Die Erdoğan-Diktatur

06-09-18 07:31:00,

Leyla Imret hat ihre Heimat Ende 2016 verlassen. Kein Vertrauen mehr in die türkische Justiz, sagt sie (1). Viermal festgenommen. Viermal zwar gleich wieder freigelassen, aber seit dem 15. Juli 2016 sei alles anders. Der Putschversuch. Der Ausnahmezustand. Menschen, die ohne jede Anklage im Gefängnis sitzen.

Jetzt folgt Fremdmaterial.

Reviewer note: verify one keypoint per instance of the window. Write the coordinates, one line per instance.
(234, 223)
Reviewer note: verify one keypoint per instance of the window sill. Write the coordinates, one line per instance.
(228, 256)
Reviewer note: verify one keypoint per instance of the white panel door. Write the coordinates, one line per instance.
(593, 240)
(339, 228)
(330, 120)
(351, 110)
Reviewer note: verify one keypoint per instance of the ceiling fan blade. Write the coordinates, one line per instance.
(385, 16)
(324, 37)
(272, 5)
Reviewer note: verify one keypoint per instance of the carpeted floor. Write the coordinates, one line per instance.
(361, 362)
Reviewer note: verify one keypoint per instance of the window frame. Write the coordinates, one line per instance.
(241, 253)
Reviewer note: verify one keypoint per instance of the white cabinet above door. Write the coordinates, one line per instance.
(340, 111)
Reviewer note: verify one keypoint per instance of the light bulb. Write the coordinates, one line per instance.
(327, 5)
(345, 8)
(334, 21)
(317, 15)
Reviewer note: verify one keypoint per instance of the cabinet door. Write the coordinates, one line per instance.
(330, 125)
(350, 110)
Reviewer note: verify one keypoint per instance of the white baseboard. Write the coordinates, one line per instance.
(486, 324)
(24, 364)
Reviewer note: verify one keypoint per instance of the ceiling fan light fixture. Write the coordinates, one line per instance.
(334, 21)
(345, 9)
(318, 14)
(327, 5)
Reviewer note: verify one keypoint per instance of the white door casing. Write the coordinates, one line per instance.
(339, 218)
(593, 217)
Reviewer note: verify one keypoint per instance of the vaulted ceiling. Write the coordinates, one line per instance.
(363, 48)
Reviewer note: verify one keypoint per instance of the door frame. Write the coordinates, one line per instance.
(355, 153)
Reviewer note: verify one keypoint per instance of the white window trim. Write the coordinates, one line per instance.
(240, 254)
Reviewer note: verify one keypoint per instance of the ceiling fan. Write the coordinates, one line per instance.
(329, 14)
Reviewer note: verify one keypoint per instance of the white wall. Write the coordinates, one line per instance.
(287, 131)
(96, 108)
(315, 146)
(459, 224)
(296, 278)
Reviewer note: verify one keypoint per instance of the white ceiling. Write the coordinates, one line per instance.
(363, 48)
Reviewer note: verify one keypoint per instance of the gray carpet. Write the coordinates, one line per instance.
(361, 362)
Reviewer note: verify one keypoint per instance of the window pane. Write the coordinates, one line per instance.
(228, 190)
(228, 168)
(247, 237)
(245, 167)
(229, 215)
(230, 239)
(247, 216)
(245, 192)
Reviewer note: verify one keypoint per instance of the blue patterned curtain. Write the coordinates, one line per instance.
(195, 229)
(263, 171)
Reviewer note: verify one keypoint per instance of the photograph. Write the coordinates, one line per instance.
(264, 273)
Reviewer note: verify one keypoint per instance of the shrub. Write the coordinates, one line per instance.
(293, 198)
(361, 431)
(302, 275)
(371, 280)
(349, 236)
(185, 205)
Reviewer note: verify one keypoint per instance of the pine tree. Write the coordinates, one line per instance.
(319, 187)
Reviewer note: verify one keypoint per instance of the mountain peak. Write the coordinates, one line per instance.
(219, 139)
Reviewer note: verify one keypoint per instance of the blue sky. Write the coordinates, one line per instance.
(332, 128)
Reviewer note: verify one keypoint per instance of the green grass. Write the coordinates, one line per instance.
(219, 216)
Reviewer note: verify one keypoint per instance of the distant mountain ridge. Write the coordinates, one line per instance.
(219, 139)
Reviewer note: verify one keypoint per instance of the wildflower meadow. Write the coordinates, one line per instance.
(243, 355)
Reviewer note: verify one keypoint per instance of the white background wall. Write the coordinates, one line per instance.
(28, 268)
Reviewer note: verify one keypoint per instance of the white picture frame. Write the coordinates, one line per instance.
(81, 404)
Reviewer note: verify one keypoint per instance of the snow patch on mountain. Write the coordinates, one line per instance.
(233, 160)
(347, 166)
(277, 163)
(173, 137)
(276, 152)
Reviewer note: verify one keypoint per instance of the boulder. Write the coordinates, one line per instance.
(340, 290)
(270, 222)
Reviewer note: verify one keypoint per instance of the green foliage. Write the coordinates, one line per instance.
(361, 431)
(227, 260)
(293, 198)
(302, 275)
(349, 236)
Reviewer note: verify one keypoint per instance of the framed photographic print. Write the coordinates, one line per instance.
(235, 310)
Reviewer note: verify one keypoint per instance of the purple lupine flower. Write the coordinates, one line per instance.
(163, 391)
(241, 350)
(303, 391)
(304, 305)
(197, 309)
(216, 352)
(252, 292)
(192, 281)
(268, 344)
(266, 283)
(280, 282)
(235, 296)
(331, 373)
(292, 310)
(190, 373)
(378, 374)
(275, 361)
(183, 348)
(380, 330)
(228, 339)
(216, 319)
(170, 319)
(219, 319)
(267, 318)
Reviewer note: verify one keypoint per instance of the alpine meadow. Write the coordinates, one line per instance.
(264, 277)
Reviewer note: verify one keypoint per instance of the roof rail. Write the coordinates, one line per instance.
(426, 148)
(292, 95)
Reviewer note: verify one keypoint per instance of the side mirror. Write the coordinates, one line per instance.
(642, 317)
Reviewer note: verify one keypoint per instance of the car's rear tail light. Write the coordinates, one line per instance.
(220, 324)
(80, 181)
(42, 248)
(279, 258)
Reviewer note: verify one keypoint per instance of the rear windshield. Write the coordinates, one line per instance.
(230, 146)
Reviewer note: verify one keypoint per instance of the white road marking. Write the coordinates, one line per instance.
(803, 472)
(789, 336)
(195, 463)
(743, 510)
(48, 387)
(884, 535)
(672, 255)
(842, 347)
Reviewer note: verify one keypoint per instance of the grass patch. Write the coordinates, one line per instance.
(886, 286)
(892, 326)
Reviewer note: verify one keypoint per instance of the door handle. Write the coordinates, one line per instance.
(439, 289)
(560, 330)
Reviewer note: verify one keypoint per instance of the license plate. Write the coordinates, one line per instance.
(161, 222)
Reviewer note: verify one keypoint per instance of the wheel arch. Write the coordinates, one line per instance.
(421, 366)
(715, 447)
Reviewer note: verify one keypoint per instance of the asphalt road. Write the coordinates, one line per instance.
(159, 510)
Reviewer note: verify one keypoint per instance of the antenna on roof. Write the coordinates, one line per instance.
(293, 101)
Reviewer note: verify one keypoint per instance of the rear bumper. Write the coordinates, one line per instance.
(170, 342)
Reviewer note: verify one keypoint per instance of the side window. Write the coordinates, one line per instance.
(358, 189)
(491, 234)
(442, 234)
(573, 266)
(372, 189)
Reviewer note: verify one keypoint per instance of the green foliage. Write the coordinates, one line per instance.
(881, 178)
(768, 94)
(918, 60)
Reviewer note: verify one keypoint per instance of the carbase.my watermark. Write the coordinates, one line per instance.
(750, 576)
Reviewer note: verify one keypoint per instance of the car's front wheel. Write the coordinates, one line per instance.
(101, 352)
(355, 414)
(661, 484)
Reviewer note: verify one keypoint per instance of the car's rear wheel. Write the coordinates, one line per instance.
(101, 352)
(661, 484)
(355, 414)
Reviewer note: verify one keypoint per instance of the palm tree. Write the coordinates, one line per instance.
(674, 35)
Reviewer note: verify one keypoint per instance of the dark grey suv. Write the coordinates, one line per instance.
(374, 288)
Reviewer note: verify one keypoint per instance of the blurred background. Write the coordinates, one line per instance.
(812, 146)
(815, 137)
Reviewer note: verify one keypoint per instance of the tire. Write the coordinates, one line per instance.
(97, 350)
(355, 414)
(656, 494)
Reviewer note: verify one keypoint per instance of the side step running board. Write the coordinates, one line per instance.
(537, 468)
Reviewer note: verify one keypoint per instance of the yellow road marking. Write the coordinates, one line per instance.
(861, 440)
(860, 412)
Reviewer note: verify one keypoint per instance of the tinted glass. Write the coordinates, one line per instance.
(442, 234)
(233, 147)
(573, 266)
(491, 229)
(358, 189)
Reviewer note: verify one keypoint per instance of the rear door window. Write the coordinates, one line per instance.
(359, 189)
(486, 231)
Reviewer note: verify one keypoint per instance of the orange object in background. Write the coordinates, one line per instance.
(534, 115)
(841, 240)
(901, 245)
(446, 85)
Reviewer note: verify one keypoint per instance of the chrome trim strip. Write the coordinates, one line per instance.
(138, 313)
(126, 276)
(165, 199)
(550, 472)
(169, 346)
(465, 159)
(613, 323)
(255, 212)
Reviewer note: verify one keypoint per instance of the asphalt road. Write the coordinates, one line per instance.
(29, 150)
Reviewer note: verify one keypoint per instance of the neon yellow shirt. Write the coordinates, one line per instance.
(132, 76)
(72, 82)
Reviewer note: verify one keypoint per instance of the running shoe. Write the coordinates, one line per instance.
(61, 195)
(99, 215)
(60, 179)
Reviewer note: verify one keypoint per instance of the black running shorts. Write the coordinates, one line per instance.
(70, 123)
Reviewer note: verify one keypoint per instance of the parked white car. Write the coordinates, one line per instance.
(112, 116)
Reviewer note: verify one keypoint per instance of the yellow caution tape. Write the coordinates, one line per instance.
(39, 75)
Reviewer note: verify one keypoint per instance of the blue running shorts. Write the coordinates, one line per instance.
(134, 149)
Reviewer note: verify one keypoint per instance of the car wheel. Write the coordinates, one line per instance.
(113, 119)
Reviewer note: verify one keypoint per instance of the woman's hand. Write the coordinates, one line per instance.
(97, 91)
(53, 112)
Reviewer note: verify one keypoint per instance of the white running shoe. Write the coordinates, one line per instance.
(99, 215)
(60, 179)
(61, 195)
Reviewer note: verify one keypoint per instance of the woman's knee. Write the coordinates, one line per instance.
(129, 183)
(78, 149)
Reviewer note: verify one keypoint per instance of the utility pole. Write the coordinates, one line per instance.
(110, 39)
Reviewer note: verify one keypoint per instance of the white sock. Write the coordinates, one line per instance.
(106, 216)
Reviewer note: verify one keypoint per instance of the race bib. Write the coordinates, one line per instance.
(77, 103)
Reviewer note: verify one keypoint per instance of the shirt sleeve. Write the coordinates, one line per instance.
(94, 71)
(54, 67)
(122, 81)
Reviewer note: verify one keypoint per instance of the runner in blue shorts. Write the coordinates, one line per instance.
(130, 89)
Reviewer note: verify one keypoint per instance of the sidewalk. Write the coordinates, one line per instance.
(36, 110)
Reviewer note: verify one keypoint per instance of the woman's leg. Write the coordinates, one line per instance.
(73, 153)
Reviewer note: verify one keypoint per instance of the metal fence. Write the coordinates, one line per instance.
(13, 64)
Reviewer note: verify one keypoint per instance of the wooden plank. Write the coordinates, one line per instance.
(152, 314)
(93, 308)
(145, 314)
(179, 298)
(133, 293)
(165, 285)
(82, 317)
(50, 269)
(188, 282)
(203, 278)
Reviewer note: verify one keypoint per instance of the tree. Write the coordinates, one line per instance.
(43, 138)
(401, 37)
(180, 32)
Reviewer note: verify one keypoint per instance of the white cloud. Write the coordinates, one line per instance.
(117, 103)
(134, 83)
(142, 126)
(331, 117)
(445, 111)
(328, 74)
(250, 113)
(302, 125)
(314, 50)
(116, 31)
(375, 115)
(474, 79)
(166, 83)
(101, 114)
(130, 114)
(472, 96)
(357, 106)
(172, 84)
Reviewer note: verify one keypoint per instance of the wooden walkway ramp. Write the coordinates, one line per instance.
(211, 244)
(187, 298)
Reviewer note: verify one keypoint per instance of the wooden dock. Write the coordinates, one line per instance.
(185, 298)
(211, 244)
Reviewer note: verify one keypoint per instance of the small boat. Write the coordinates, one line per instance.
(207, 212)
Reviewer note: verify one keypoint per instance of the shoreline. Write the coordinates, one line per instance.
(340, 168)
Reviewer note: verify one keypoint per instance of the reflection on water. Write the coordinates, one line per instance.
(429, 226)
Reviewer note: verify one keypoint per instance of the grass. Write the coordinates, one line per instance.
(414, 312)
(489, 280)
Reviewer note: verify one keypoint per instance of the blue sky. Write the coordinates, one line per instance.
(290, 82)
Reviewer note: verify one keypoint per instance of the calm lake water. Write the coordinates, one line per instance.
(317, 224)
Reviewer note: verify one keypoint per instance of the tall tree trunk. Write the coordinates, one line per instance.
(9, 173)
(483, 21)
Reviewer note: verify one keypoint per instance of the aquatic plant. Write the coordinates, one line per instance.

Vielleicht ein Jahr wie der Journalist Deniz Yücel, vielleicht drei Monate wie Peter Steudtner, vielleicht viel länger. Menschen, die mit fadenscheinigen Begründungen zu langen Haftstrafen verurteilt werden. Menschen, die ihren Job verlieren. Es gibt eine Website mit dem makabren Titel turkeypurge.com, die solche Fälle zählt, betrieben vermutlich von Leuten aus der Gülen-Bewegung, die in der Türkei seit März 2016 wie die PKK als Terrororganisation gilt und dort für den Putschversuch verantwortlich gemacht wird (2).

Die Daten vom 22. Juli 2018, zwei Jahre nach dem Putschversuch (3):

170.372 Beamte, Verwaltungsleute, Lehrer, Akademiker, Richter, Staatsanwälte entlassen, 3.003 Bildungseinrichtungen geschlossen und 189 Medienunternehmen, 141.558 Verhaftungen.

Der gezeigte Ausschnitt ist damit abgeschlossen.